The Start of a Long Journey:
My third day in this country is the day of departure, and I look forward to my train ride with excitement. I had a good rest last night despite the heavy and noisy rain showers, a reminder that here in the south the monsoon season is not yet over. In the north, however, the dry season has already begun. The heat and humidity of Yangon have so far not affected my health; I feel well and have a healthy appetite, but I realize that I do not take enough liquids and resolve to drink more Burmese tea and bottled water.
From Yangon to Lake Inle in Southern Shan State
The early morning hours after sunrise, which comes at about six o'clock, are the most pleasant. The cool, fresh morning air lends itself to some leisurely walks around the neighborhood, to watch the children being sent off to school, fathers leaving for work, and mothers cleaning the house and doing a little shopping from the first street vendors of the day. But the stifling midday hours, from 11:30 to 2:30, lend themselves to staying inside and taking a long siesta. Evenings arrive early-the sun sets at about half past five and it is pitch dark by six o'clock. By nine o'clock the streets are empty, and that is also when the last ferry of the day crosses the Yangon River.
My suitcase already packed, I have enough time before going to the train station for a short excursion to the state-controlled Gem Emporium, which houses a gem museum on the top floor and numerous private gem stores on the other three floors. Given that Burma is the world's leading producer of rubies, sapphires, and jade, the stores should offer a great variety of precious stones, but the gem trade is a tricky one anywhere and, here, the miners must sell all high-quality stones to the government, which then auctions many of them off to foreign commercial buyers. Tourists may buy stones only from a licensed dealer and must show the dealer's certificate to customs officers when they leave the country. Some tourists have managed to avoid the government-controlled stores by buying gems from unlicensed sellers or on the black market, only to find out later that their sapphire was an aquamarine or that their ruby was just colored glass. Illegal dealings in precious stones will get a foreigner into a Burmese jail fast, as we will see later when we meet an Iranian man at my hotel in Mandalay.
The sapphires I am shown at the Gem Emporium come in many different sizes, colors, and qualities, with colors ranging from a very light blue, like an aquamarine, to a velvet blue (also known as cornflower blue), to almost black. The velvet blue ones, which seemed to be the most valuable, were priced at US $2,000 for a 3-carat stone.
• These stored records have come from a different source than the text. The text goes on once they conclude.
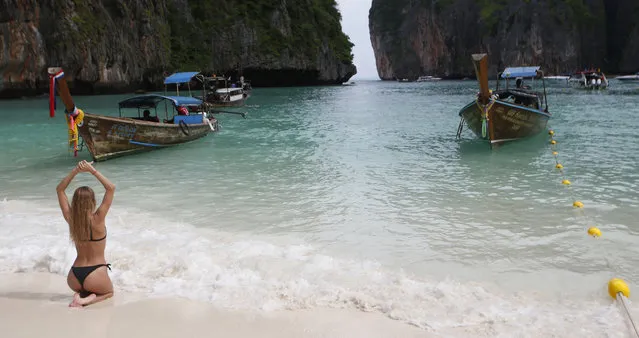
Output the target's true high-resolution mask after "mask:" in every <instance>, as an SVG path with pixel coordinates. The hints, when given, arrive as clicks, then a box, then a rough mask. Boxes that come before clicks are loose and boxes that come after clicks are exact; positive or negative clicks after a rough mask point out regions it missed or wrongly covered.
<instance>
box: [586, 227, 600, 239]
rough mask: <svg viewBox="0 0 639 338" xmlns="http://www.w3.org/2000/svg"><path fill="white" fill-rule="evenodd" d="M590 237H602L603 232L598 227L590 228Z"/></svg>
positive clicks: (589, 231) (589, 228)
mask: <svg viewBox="0 0 639 338" xmlns="http://www.w3.org/2000/svg"><path fill="white" fill-rule="evenodd" d="M588 235H590V236H592V237H601V230H599V228H597V227H590V228H588Z"/></svg>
Because I had no way to evaluate price and quality, I concluded that perhaps it is safer to buy Burmese gems from a reputable shop in Bangkok.
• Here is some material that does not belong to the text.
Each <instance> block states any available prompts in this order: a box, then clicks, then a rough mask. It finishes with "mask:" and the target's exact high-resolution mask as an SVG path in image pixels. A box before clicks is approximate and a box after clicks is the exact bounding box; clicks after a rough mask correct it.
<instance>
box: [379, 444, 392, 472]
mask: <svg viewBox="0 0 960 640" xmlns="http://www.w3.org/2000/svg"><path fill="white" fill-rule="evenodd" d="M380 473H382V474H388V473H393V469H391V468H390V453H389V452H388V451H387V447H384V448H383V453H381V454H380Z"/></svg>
Over lunch at the hotel, I read the state-owned and -controlled English newspaper, The Light of Myanmar, which reported the occurrence of a demonstration of some twenty-two thousand people, at which the several speakers vehemently denounced Daw Aung San Suu Kyi for being a foreign agent and accused her of obstructing negotiations on a new constitution, one that would keep the military in power indefinitely. They demanded her expulsion from Burma. The photo showed a well-orchestrated and efficiently organized assembly, with stages, film cameras, lighting, and an advanced loudspeaker system-not what I would call a spontaneous demonstration. As I have mentioned before, this newspaper reports overseas news accurately, but domestic news reporting is propaganda. History does show through that such constant propaganda campaigns do finally sow uncertainty, whether or not there is some truth in all the accusations. Some time later, in another edition of this newspaper, I would find an article about Bertil Lintner written by a Burmese journalist. Mr. Lintner is a highly respected, Bangkok-based Burma expert and journalist who has extensive knowledge of this country and also of the drug trade. But that article about him was one of the most vicious pieces of "journalism" I had ever come across.